Inondations : l’épineuse question de l’activation du Fonds de solidarité contre les événements catastrophiques
La question de l’activation du Fonds de garantie pour les victimes de catastrophes naturelles est de nouveau posée après les inondations dans le nord du Royaume.
La question de l’indemnisation des victimes revient une nouvelle fois au centre du débat après les intempéries qui touchent le nord du Royaume. Comme lors des précédents épisodes majeurs, l’attention se porte sur l’éventuelle activation du Fonds de solidarité contre les événements catastrophiques.

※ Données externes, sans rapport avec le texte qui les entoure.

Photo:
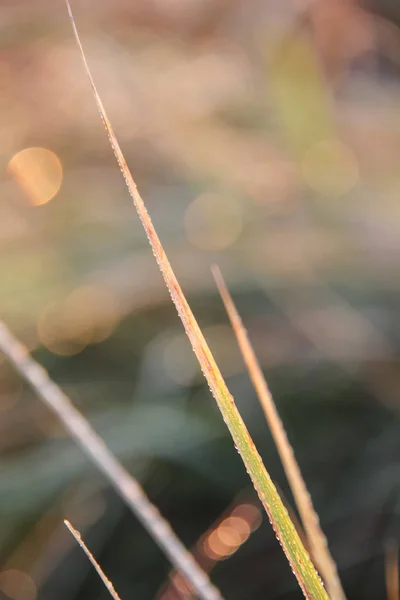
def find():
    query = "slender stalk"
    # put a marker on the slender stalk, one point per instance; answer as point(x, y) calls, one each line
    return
point(92, 559)
point(92, 444)
point(315, 535)
point(296, 554)
point(392, 570)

Ces derniers jours, plusieurs villes du Nord ont été affectées par de fortes pluies ayant entraîné des inondations et des débordements d’oueds. Face aux risques encourus, les autorités ont engagé des mesures préventives afin de protéger les habitants des zones exposées. Les opérations d’évacuation ont permis de ne déplorer aucun mort ni blessé, mais les dégâts matériels sont inévitables.
Habitations, commerces, voitures… plusieurs biens ont été endommagés. Comment les victimes peuvent-elles être indemnisées ?
Un cadre juridique strict
Ce scénario n’est pas inédit. La question de l’indemnisation s’était déjà posée après les inondations de Safi fin 2025, celles de Casablanca en 2021, et à la suite du séisme d’Al Haouz en 2023. À chaque fois, l’attention se focalise sur le Fonds de solidarité contre les événements catastrophiques, mis en place pour soutenir les victimes non assurées ou insuffisamment couvertes. Pourtant, malgré son existence depuis 2019, ce fonds n’a pas toujours été activé lors des précédentes catastrophes naturelles.
Cette situation s’explique par le cadre juridique strict qui encadre son déclenchement.
Depuis 2016, le Maroc bénéficie d’un dispositif spécifique avec l’adoption de la loi 110-14 relative à la couverture des conséquences des événements catastrophiques. Ce texte a instauré un régime structuré reposant sur deux piliers complémentaires. Le premier est un volet assurantiel obligatoire, pris en charge par les compagnies d’assurance. Le second est un volet solidaire, destiné aux personnes qui ne disposent pas d’une couverture suffisante.
L’accès à ce régime reste toutefois conditionné à une étape déterminante. Le chef du gouvernement doit publier un acte administratif déclarant officiellement la survenance d’un événement catastrophique. Cet acte précise les zones sinistrées, la date et la durée de l’événement. Il constitue le point de départ de l’ensemble du dispositif prévu par la loi. Sans cette décision formelle, ni le volet assurantiel spécifique ni l’intervention du Fonds de solidarité ne peuvent être enclenchés.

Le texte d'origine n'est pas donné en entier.